The Skills Gap Stands Between the Benefits of Quantum Technologies

The Skills Gap Stands Between the Benefits of Quantum Technologies

Quantum technologies offer vast potential to solve critical and complex global challenges. However, the focus on cybersecurity risks, which are solvable if decision-makers start acting now, is clouding their benefits. 

And is that quantum technologies can be vital to addressing the world’s climate crisis, hunger or diseases. In addition, the demand for experts in the sector is outstripping the available talent, so the struggle of companies to hire personnel in this industry has become more competitive and strategic. 

This is revealed by the State of Quantum Computing report from the World Economic Forum and the white paper Transitioning to a Secure Quantum Economy outlining how business and government leaders can take action.

Talent and skills gap

These documents highlight the insights of global experts and decision-makers from the Forum’s Quantum Economy Network.
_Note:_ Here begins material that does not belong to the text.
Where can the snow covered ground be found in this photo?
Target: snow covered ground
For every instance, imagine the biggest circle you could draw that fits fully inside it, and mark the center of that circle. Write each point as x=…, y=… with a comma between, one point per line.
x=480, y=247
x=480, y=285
Thus, even though investments in quantum technologies by companies and governments around the world amounted to 35.5 billion dollars in 2022, the figures confirm that, although private investment is increasing and moving from risk capital to initial public offerings, companies and organizations face a severe talent shortage.

In addition, only people trained in quantum technologies have a high academic profile. Therefore, it is not surprising that companies are also committed to finding qualified people with experience in business or engineering. 

This skills gap means that quantum computers, which rely on harnessing the properties of quantum states, will lose the promise of solving enormously complex problems exponentially faster than traditional machines.

Protection against future threats

Although the technology is nascent, the report and white paper show how leaders can act now to protect their digital infrastructure from possible future quantum computing attacks. 

In this context, three specific areas of research and industry stand out, with significant economic, environmental and social opportunities: an atomic, subatomic and molecular simulation that allows possible advances in materials science and biology; optimization and risk management in complex systems; and lastly, impacts on existing technology areas such as artificial intelligence, cyber security, and blockchain. 

They show how companies can assess and strategize quantum readiness, build internal capabilities, and align with senior management and policymakers in areas of critical interest.

“Quantum computing is a fundamentally new form of computing and could dramatically reshape our ability to address climate change, hunger and disease,” said Derek O’Halloran, platform director for the Shaping the Future of Digital Economy and New ValueCreation. 

“Its economic promise and potential to render common cryptographic technologies obsolete make it geopolitically strategic. But the lack of knowledge and uncertainties that come with an emerging technology make it difficult for policymakers to act. The report and white paper aim to demystify quantum computing and provide business executives and policymakers around the world with informed opinion for fact-based decision-making.”